Ibuku Wafat

 

Ibuku Wafat

Mendengar ibu di kampung dirawat di rumah sakit, aku segera pulang.  Naik kereta pagi, Sabtu sore sampai, langsung ke rumah sakit, tanpa mampir ke rumah Ibu dulu.  Sudah ada dua kakakku yang sedang menunggu, baru semalem Ibu menginap di rumah sakit. 

Menjelang malam kakak-kakakku pamit pulang ke rumah masing-masing.  Aku menjaga Ibu malam itu sendiri, memang kepulanganku sengaja untuk menunggu Ibu yang sakit. Tiap malam (sampai wafatnya Ibu), aku sendiri yang menginap di kamar perawatan, di sofa sebelah bed tempat Ibu berbaring.

Pagi-pagi, biasanya kakakku Mbak Nur datang ke umah sakit, sambil membawa sarapan buatku.  Aku sangat lahap sarapan makanan khas kampung, semisal soto garingan, atau gudangan.  Ini mengingatkanku, 32 tahun yang lalu, dari kecil sampai lulus SMA, selalu sarapan dengan itu, atau kadang dengan bubur pakai sayur letok dan ketan dikasih kuah kuah gula jawa. Ah… masa-masa itu, mungkin tidak bisa dirasakan anak-anakku sekarang, yang sejak lahir sudah tinggal di Ibu Kota.  Tidak ketemu dengan masakan seperti di kampung.

Pagi hari, saat gantian Kakaku jaga Ibu, aku pulang sebentar ke rumah Ibu untuk nyuci baju kotor. Selesai nyuci, setelah sholat dhuha, aku balik lagi ke RS.  Aku sendiri lagi menjaga Ibu, karena semua kakak dan adikku melanjutkan aktifitas hariannya masing-masing.  Sedangkan aku yang tinggal di luar kota, sengaja cuti selama 3 hari kerja untuk menjenguk Ibu.

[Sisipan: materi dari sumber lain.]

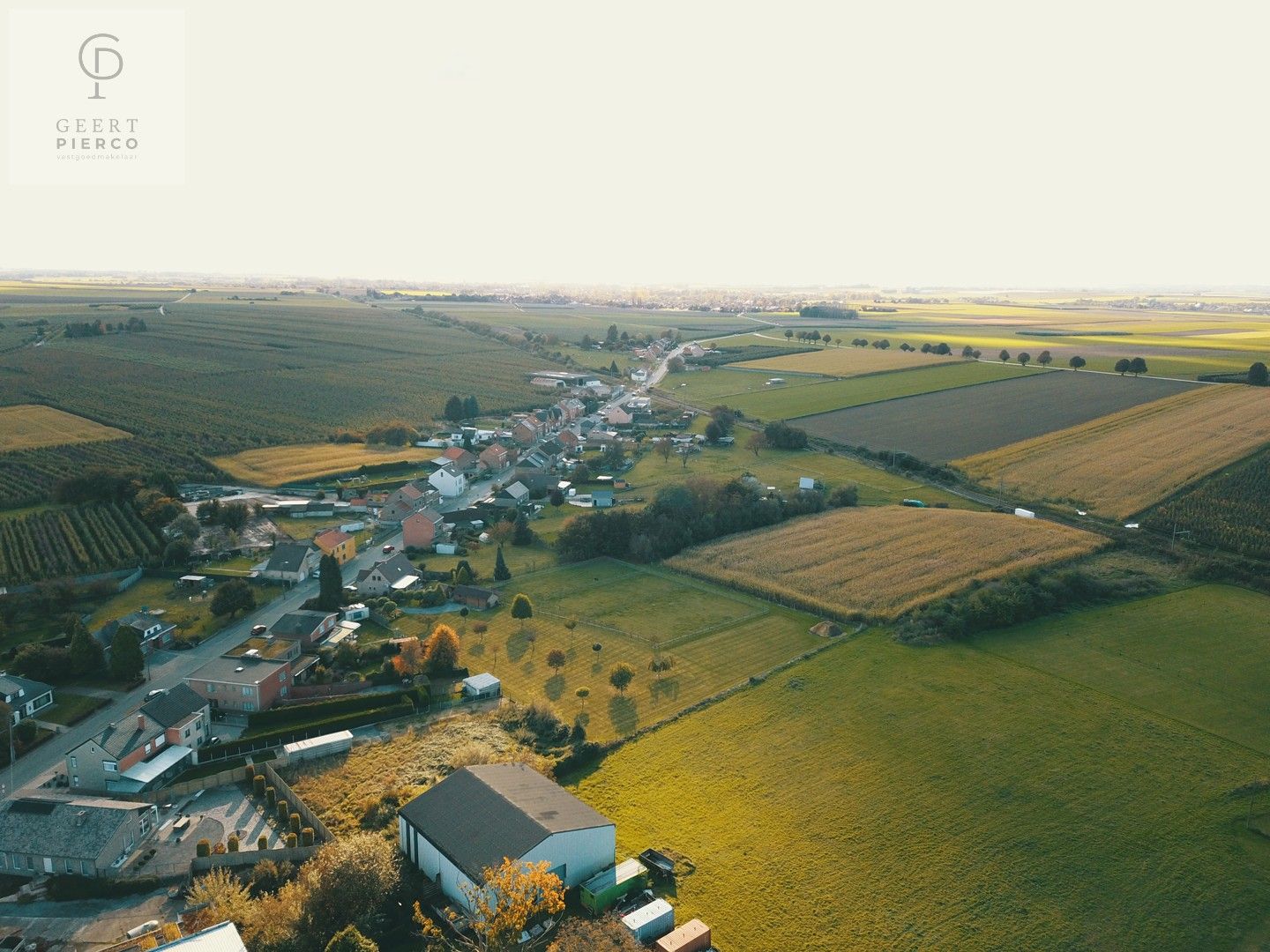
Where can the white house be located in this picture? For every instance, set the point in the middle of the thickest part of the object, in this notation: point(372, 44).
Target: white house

Selama sakit, banyak saudara dan sahabat Bapak (Almarhum) menjenguk Ibu, mereka menanyakan kondisi Ibu.  Aku jelaskan, selama di ruang perawatan, kondisinya cukup stabil, masih bisa makan, dan bisa diajak bicara, bercanda, atau kadang-kadang bicara tetang memori waktu aku masih kecil. Tetapi hanya bisa berbaring, tidak bisa berdiri dan berjalan, karena kakinya bengkak, badan juga sakit semua katanya.

Selama nungguin, aku sering mengingatkan Ibu untuk solat. Ibu tidak ingat lagi waktu-waktu sholat. Setelah tayamum, lalu kupakaikan mukena untuk menutupi auratnya.  Sambil berbaring Ibu sholat.  Seringnya aku berdiri jadi Imam untuk sholat. Atau kadang-kadang Ibu solat sendiri, tetapi aku tuntun bacaannya, aku bisikkan ditelinga Ibu. Aku kadang-kadang menuntun Ibu untuk sering-sering berzdikir.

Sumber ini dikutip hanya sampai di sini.